Basic Feature Discovering for Machine Learning

Goal

The goal is to predict how many Titanic passengers survive left using the Machine Learning model

Result

To show the data visualization, to analyze the relationship between variables and the number of survival, and to predict between actual survival passengers and predicted survival passengers.

Modelling Approach

Through the Machine Learning approach, I made a Binary Classification model using Random Forest to predict data in the test set. I applied Feature Engineering and showed the Data Visualization to support my analysis

OVERVIEW

This project is a famous competition project in Kaggle. It is the Titanic project. In this project, I analyzed data from survivors of the sinking of the Titanic ship.
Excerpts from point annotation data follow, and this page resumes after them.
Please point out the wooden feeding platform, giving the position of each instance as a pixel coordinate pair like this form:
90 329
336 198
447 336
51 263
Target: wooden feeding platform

This project is quite simple, just create a model that can predict whether a passenger has a chance of surviving or not based on certain variables.


From the resulting plot, we can see it turns out that:

  • More passengers departing from Cherbourg survived, while passengers from Southampton, only half survived.
  • For people who only bring 1 Parent/Child, more survivors.
  • For people with Passenger Class 1, the chances of survival were much higher and for passengers with Passenger Class 3, only a few survived.
  • People who bring 1 Sibling / Spouse are much more likely to survive. People who bring 2 Siblings / Spouse' chances of survival are quite small.

It can be seen on the graph that the more expensive the ticket, the more likely the person is to survive, starting at 56 and up. But the number of survivors starting at 10.5 has increased considerably, except for the incident that happened to the group of ticket holders costing 13–15,742.


Based on the graph, it can be seen that passengers in the younger age group tend to be less safe than children and the elderly. The passenger age group is dominated by the young age group, which is between the ages of 18–24, 24–30, and 30–37 years.


The plot explains that people with Family_Size 2,3,4 have a greater chance of surviving, the rest probability decreases, and people who go with Family_Size_Grouped Small is more likely to have a greater level of safety.

In the plot results, the explanation is the Family_Size_Grouped feature, at numbers 2, 3, and 4 the probability of survival increases.

The total sample on y_train and y_train_pred is 891 passengers. The results of the confusion matrix can be explained as follows:

  • There were 492 passengers or 55.2% who on the label were actually un-survived passengers and were accurately predicted as un-survived passengers.
  • There were 57 passengers or 6.39% who on the label were actually passengers who did not survive but were predicted to be survivors.
  • There were 89 passengers or 9.98% who on the label was actually survived passengers but were predicted to be un-survived passengers.
  • There were 253 passengers or 28.39% who on the label are actually survived passengers and are accurately predicted as survivors.

Based on the pie chart above, there are 61.48% of passengers who are predicted not to survive and there are 38.52% of passengers who are predicted to survive.